Mergesort running faster on larger inputs


I'm working on an empirical analysis of merge sort (sorting strings) for school, and I've run into a strange phenomenon that I can't explain or find an explanation of. When I run my code, I capture the running time using the built in system.nanotime() method, and for some reason at a certain input size, it actually takes less time to execute the sort routine than with a smaller input size.

My algorithm is just a basic merge sort, and my test code is simple too:

//Get current system time
long start = System.nanoTime();
//Perform mergesort procedure
a = q.sort(a);
//Calculate total elapsed sort time
long time = System.nanoTime()-start;

The output I got for elapsed time when sorting 900 strings was: 3928492ns For 1300 strings it was: 3541923ns

With both of those being the average of about 20 trials, so it's pretty consistent. After 1300 strings, the execution time continues to grow as expected. I'm thinking there might be some peak input size where this phenomenon is most noticeable.
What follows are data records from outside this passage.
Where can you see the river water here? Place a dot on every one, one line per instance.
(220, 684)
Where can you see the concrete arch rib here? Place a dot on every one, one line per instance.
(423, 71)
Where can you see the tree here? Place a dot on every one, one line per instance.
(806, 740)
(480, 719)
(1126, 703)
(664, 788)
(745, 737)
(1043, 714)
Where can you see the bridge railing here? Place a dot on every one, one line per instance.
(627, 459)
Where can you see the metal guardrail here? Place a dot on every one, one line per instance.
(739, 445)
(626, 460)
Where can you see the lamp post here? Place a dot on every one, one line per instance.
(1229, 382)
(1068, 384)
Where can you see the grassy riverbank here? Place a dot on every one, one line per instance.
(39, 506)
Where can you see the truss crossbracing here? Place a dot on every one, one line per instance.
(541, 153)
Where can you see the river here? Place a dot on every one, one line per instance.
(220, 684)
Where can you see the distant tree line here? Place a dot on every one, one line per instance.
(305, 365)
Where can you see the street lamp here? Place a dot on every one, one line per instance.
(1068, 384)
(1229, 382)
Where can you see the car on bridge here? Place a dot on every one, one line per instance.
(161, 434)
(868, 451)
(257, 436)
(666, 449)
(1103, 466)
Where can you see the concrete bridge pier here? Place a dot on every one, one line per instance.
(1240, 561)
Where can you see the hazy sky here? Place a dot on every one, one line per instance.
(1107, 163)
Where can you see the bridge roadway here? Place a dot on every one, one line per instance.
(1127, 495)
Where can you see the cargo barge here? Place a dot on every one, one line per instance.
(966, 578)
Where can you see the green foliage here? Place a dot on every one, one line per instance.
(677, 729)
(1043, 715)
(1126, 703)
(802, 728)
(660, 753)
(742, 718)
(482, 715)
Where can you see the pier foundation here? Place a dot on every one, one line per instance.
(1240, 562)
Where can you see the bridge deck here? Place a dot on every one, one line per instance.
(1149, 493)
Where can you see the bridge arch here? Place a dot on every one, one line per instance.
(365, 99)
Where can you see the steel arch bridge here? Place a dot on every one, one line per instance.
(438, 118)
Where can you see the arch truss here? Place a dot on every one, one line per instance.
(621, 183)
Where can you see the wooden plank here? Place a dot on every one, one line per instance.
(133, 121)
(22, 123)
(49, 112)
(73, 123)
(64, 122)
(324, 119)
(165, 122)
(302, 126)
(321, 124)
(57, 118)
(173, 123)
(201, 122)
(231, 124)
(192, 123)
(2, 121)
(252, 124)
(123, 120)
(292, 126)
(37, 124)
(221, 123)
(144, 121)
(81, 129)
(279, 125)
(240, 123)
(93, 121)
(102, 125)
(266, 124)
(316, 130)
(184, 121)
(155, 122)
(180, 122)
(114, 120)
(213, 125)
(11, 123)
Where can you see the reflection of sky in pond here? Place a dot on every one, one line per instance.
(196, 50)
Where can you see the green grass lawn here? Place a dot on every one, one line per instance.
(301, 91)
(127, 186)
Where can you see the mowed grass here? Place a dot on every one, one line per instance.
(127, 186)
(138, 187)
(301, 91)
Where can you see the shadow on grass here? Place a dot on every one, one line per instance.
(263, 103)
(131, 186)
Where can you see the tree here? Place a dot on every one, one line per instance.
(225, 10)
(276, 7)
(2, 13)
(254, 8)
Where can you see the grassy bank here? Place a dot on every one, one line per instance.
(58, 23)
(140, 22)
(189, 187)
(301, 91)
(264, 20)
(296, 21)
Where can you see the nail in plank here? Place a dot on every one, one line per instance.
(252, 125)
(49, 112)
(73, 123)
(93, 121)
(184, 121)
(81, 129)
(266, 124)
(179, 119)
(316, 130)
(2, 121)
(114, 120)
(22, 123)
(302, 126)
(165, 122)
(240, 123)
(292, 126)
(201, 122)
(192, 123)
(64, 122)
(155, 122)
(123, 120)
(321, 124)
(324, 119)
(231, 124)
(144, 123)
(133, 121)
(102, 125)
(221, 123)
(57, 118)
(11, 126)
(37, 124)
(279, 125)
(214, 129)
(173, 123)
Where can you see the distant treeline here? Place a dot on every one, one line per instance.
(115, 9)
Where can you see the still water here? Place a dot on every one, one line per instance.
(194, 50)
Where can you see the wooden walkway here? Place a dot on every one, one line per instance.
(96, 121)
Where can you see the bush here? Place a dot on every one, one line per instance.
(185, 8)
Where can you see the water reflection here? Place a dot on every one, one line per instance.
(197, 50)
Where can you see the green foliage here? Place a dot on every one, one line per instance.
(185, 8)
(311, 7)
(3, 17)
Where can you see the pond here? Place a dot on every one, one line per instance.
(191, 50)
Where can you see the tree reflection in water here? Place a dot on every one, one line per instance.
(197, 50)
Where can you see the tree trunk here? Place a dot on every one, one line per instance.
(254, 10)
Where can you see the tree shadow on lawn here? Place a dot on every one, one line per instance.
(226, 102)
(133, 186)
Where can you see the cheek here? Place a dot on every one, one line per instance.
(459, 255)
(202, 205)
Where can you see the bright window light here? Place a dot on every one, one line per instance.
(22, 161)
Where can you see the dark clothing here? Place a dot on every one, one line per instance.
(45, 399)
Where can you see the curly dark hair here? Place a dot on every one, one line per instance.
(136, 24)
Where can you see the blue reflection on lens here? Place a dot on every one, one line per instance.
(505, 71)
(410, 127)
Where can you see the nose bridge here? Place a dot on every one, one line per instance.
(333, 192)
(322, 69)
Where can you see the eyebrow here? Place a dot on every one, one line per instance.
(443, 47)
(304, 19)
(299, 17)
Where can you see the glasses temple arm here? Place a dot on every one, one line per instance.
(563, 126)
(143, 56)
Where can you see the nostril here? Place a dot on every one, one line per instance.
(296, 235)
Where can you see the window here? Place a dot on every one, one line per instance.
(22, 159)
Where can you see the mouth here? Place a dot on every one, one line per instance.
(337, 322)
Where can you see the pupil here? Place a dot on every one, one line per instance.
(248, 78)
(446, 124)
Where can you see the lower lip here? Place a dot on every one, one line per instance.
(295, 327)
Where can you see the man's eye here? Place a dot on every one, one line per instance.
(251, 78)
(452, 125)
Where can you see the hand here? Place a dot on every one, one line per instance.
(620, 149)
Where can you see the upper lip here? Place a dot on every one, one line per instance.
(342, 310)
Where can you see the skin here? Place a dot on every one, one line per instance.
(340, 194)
So my Question: What might be causing this sudden increase in speed of the program? I was thinking there might be some sort of optimization going on with arrays holding larger amounts of data, although 1300 items in an array is hardly large.

Some info:

  • Compiler: Java version 1.7.0_07
  • Algorithm: Basic recursive merge sort (using arrays)
  • Input type: Strings 6-10 characters long, shuffled (random order)

Am I missing anything?


Solution

  • Am I missing anything?

    You're trying to do a microbenchmark, but the code you've posted so far does not resemble a well working sample. To do so, please follow the rules stated here: How do I write a correct micro-benchmark in Java?.

    The explanation about your code being faster is because after some iterations of your method, the JIT will trigger and the performance of your code will be optimized, thus your code getting faster, even when processing larger data.

    Some recommendations:

    • Use several array/list inputs with different size. Good values to do this kind of analysis are 100, 1000 (1k), 10000 (10k), 100000 (100k), 1000000 (1m) and random size values between these. You will get more accurate results when performing evaluations that take longer time.
    • Use arrays/lists of different objects. Create a POJO and make it implement the Comparable interface, then execute your sort method. As explained above, use different arrays values.

    Not directly related to your question, but the execution results are based on the JDK used. Eclipse is just an IDE and can work with different JDK versions, e.g. at my workplace I use JDK 6 u30 to work on projects on the company, but for personal projects (like proof of concepts) I use JDK 7 u40.